Trinidad and Tobago dry forests are tropical dry forests located primarily in western and southern parts of the island of Trinidad, in southern parts of the island of Tobago and on smaller offshore islands including Chacachacare, Monos, Huevos, Gaspar Grande, Little Tobago and Saint Giles Island.

Tropical dry forests in Trinidad and Tobago include both deciduous and semi-evergreen forests. A recent work by Howard Nelson suggests that areas which were formerly classified as evergreen forest also fit the criteria for dry forests.
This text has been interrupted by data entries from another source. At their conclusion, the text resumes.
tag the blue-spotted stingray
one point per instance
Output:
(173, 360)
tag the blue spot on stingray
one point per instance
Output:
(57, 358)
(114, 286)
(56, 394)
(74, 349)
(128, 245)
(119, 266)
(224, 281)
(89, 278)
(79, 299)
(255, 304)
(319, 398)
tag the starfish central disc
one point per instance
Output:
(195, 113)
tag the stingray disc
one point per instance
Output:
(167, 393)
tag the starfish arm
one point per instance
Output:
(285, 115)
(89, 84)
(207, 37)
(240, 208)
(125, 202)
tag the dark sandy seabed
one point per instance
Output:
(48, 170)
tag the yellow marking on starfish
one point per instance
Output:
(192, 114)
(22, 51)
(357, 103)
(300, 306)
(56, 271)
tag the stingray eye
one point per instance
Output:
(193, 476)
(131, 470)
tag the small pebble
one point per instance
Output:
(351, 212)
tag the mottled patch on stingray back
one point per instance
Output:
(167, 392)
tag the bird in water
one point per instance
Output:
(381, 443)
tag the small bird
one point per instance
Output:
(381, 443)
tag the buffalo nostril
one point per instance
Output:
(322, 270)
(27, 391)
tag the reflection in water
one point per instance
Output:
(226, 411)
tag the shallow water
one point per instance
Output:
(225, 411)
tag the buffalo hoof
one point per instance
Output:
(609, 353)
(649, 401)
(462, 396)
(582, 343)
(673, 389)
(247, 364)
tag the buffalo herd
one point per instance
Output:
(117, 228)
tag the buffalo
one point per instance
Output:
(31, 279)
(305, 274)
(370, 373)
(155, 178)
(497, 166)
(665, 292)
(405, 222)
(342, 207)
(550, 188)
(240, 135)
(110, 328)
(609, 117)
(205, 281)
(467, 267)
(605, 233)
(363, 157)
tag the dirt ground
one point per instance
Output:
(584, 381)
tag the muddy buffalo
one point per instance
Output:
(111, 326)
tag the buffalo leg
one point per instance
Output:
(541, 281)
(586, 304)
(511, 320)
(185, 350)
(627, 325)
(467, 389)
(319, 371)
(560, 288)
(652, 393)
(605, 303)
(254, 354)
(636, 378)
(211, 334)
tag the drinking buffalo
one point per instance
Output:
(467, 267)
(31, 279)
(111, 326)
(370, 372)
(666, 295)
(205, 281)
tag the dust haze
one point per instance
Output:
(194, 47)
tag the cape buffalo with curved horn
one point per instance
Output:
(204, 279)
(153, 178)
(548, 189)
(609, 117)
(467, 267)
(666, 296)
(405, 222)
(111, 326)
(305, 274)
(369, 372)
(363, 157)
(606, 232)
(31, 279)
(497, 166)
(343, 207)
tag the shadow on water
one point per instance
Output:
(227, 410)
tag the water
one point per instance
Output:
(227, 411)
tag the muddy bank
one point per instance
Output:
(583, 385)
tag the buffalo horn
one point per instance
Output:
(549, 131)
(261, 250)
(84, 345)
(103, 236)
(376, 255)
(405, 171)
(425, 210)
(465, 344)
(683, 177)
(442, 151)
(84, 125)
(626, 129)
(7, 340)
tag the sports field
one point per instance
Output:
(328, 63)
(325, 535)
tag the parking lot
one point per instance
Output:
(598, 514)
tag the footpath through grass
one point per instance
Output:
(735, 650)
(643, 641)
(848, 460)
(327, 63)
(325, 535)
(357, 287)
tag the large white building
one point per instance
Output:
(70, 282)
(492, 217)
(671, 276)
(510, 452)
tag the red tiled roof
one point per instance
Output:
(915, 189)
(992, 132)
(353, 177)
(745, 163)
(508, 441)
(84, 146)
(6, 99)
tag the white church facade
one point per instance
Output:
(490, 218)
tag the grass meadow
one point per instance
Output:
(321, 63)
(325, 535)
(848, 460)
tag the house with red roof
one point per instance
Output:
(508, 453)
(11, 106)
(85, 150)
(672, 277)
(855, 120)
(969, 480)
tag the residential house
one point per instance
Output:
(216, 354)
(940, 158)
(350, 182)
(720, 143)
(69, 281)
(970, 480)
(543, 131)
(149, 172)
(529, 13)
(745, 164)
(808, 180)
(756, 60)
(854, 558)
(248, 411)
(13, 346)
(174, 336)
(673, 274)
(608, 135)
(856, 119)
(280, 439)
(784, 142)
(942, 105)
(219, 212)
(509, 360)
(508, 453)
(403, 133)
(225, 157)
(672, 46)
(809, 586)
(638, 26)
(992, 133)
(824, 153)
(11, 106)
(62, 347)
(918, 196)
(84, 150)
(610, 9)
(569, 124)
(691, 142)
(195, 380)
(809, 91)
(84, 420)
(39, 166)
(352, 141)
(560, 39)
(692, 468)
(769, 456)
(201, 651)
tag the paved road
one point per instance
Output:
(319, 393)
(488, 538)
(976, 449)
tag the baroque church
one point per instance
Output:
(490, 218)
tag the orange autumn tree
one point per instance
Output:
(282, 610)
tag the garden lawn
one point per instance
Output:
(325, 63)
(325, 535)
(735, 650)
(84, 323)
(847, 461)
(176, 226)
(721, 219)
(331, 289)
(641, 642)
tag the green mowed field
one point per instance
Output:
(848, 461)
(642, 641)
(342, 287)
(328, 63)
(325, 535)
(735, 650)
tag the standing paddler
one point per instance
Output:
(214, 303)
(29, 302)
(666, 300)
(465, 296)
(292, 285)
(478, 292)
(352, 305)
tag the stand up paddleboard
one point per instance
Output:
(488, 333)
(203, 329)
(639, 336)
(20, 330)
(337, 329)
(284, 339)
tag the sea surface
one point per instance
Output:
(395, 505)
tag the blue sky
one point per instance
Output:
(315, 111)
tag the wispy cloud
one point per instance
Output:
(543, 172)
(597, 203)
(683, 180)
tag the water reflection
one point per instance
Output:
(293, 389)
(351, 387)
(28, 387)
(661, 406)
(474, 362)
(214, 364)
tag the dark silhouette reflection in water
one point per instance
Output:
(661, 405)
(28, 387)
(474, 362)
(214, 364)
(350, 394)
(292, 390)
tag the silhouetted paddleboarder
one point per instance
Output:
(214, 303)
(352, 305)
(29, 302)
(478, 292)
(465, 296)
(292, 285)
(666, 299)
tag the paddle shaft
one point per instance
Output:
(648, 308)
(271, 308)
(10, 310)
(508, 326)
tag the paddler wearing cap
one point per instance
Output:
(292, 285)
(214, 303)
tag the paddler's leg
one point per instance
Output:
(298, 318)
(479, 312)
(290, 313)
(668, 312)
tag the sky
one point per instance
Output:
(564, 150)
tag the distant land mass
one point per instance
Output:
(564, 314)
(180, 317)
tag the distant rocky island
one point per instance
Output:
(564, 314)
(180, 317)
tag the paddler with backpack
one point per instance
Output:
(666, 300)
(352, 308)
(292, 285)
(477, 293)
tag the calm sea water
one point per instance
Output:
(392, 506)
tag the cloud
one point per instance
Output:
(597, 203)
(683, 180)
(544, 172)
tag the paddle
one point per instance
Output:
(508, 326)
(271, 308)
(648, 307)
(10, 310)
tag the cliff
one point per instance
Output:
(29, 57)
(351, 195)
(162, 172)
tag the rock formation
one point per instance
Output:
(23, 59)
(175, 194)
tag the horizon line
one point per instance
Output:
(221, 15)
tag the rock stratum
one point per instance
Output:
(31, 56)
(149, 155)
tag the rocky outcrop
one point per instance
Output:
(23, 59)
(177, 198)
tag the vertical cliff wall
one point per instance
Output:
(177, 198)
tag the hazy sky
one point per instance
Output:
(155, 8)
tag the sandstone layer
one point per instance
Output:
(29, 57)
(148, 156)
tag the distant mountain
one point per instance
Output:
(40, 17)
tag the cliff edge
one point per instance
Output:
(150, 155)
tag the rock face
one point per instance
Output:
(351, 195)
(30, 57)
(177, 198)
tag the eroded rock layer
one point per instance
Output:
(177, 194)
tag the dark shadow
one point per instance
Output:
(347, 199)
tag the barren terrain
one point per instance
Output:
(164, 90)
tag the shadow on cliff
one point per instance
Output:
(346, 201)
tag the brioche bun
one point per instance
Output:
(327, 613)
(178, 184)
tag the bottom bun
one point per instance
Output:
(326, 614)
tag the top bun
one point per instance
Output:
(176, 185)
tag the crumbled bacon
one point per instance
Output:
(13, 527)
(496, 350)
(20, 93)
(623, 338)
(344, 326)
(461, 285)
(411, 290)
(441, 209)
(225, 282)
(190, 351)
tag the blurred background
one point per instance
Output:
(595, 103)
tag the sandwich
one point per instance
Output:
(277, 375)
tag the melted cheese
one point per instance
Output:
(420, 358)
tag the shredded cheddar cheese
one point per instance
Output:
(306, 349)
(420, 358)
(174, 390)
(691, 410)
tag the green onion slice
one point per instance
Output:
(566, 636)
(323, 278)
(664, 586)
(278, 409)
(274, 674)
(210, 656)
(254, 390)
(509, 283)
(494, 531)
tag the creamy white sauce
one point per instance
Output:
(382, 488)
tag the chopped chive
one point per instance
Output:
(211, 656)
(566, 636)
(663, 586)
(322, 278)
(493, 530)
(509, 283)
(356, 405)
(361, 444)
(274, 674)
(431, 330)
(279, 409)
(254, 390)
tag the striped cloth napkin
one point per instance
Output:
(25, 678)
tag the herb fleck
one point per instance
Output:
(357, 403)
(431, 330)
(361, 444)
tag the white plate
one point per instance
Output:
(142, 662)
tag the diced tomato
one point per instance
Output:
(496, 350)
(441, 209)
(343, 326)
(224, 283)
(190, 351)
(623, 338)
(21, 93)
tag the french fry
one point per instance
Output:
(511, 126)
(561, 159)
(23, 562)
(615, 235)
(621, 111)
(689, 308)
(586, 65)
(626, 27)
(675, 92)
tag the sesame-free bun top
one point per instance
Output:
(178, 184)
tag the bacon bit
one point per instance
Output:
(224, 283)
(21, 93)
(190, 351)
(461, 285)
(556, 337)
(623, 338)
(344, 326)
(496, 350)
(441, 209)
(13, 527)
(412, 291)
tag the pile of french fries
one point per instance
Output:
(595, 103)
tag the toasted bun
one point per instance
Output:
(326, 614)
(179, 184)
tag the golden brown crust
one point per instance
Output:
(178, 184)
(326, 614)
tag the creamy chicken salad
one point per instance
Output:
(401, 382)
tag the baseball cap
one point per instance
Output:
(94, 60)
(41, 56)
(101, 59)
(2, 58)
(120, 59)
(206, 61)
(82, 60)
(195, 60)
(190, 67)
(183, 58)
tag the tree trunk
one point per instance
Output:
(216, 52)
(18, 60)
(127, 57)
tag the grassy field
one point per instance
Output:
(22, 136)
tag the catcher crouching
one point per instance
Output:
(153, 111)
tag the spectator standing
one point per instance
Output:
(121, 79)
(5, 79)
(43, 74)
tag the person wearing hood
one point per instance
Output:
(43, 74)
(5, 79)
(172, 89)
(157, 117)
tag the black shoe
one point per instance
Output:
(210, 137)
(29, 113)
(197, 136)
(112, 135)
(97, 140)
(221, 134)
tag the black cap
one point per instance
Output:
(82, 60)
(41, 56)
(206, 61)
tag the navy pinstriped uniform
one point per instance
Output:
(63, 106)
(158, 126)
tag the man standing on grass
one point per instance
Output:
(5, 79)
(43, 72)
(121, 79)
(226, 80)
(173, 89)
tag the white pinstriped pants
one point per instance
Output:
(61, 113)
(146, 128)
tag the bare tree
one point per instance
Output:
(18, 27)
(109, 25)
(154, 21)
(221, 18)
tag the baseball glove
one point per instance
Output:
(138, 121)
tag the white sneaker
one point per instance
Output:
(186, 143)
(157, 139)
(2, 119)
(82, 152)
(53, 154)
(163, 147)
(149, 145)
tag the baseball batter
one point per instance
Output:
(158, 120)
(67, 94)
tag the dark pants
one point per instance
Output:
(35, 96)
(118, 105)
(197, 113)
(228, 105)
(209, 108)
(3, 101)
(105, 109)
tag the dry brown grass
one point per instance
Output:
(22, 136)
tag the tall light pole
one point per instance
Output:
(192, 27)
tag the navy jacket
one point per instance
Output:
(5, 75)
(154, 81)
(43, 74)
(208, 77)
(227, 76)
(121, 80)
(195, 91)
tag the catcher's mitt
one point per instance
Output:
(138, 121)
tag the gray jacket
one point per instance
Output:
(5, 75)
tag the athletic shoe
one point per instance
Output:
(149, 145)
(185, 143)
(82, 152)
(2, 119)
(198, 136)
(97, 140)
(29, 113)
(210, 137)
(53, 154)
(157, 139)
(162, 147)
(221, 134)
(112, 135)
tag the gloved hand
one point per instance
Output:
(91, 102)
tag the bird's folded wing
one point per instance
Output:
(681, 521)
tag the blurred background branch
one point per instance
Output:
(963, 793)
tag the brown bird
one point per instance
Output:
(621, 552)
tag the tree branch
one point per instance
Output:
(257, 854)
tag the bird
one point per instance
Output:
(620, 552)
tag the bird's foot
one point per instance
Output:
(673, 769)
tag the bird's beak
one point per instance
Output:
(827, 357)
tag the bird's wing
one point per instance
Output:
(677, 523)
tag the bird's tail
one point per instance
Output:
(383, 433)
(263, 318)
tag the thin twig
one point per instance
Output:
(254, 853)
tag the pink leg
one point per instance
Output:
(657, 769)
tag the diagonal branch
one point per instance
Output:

The major areas of dry forest in Trinidad include the Chaguaramas peninsula in the northwest, areas along the south coast of the island, from Cedros to Morne Diablo, and areas along the east coast including parts of the Guayaguayare, Mayaro and Manzanilla coastline. In addition, areas along the west coast including San Fernando Hill and much of the former Sugar Belt also would have originally supported dry forest. In Tobago much of the southwest of the island originally supported dry forests.

The dominant paradigm in phytosociology in Trinidad and Tobago has been the work of John Stanley Beard carried out in the 1940s. His description of forest associations was physiognomically based. Many of his forest associations overlap modern ideas of dry and moist forests. Most work which seeks to classify dry forest in this country, e.g., WWF classification, underestimate the extent of dry forest in Trinidad and Tobago by restricting it to the driest category of forests that Beard came up with for Trinidad.